Space Sextant Navigates the Moon Missions

The Apollo program featured the newest, most high-tech science innovations we’ve ever seen to make the moon landing successful, as well as one of the oldest and simplest devices. Going back hundreds of years, sailors lost at sea used a small metal device to determine their position. With the look of a protractor and the utility of a supercomputer, a sextant measures the angular distance between two stars. With a touch of math, and these coordinates you can figure out wherever you are in the world.

The command module’s optics system, called the ‘space sextant’ flew on each Apollo mission, and took the naval sextant to a whole new level. It was a fail safe navigation system that required no power to work and operated independently of all other navigation systems. Through explosions and lightning strikes, the sextant was the critical backup tool that helped the astronauts get back on course.

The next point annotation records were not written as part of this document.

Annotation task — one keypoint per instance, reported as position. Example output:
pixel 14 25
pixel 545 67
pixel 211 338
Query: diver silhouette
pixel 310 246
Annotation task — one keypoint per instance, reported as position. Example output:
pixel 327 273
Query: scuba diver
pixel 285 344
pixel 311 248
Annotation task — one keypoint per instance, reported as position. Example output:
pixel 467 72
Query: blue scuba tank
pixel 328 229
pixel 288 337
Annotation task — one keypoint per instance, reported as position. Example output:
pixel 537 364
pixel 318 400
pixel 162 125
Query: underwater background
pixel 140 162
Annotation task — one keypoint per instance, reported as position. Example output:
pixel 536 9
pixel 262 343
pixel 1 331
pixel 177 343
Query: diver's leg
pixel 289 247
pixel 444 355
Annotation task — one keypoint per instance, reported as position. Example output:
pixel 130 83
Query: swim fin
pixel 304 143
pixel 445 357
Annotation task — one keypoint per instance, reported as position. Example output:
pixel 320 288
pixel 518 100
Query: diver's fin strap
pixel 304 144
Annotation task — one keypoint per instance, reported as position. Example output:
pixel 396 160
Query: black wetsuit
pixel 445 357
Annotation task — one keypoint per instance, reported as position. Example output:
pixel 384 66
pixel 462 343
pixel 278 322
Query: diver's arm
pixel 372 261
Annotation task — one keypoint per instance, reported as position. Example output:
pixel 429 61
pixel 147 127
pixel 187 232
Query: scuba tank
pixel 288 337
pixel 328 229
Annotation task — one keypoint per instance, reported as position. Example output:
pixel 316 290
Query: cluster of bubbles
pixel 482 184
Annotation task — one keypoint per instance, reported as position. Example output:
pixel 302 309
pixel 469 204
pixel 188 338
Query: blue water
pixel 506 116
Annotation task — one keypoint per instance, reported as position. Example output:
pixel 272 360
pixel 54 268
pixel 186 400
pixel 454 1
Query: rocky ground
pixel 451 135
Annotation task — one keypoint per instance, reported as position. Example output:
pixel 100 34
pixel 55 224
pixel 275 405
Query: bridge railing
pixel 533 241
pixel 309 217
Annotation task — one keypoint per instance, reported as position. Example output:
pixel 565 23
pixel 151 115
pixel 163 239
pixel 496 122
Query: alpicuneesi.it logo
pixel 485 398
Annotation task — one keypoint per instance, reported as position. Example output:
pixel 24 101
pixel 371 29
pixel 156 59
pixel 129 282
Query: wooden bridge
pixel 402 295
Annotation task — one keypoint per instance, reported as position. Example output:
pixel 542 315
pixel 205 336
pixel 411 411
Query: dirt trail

The space sextant consists of two lines of sight: a wide-angle view scanning telescope and a 28-power narrow-field-of-view space sextant (or reference telescope). The astronaut used the scanning telescope to locate desired stars or constellations as landmarks. He used the sextant to take a navigation reading. The astronaut rotated the spacecraft until a landmark (like the Earth or Moon’s horizon) was in view of the space sextant’s fixed line of sight. Next, they located a star using the scanning telescope. Then, the astronaut adjusted the space sextant’s second of line sight to superimpose the star over the landmark and pressed a button marking the instrument’s reading and the time. Once a reading was taken, the Apollo Guidance Computer (AGC) calculated the spacecraft’s position based on those readings and data stored in its memory.

While orbiting the moon the sextant could also be used to calculate the exact position and altitude of the spacecraft. NASA relied on these precise measurements to make a safe landing, and return, of the Lunar Module to the ‘mother-ship’ spacecraft.

The lunar module was only equipped with an alignment optical telescope. This was a lighter, simpler manual telescope (like a periscope) that the astronauts would use during moon landings and takeoffs to determine their position.

During a time when the Soviet Union was aggressively trying to steal information on the US space program, the space sextant was also the ultimate non-hackable tool. Only the astronaut using it would have the information about where they were in space.

The space sextant saved the Apollo 8 crew when Astronaut Jim Lovell made a mistake entering commands into the computer navigation system and had to correct the course of the spinning spacecraft through manual navigation. He literally had to hack into the computer to get it back on course! This mishap on Apollo 8 ended up being the saving grace on Apollo 13. Lovell was the only astronaut in the world with the real-life experience to navigate the crippled spacecraft back to Earth, saving himself and his crew. Call it serendipity or divine intervention, either way the sextant saved the day.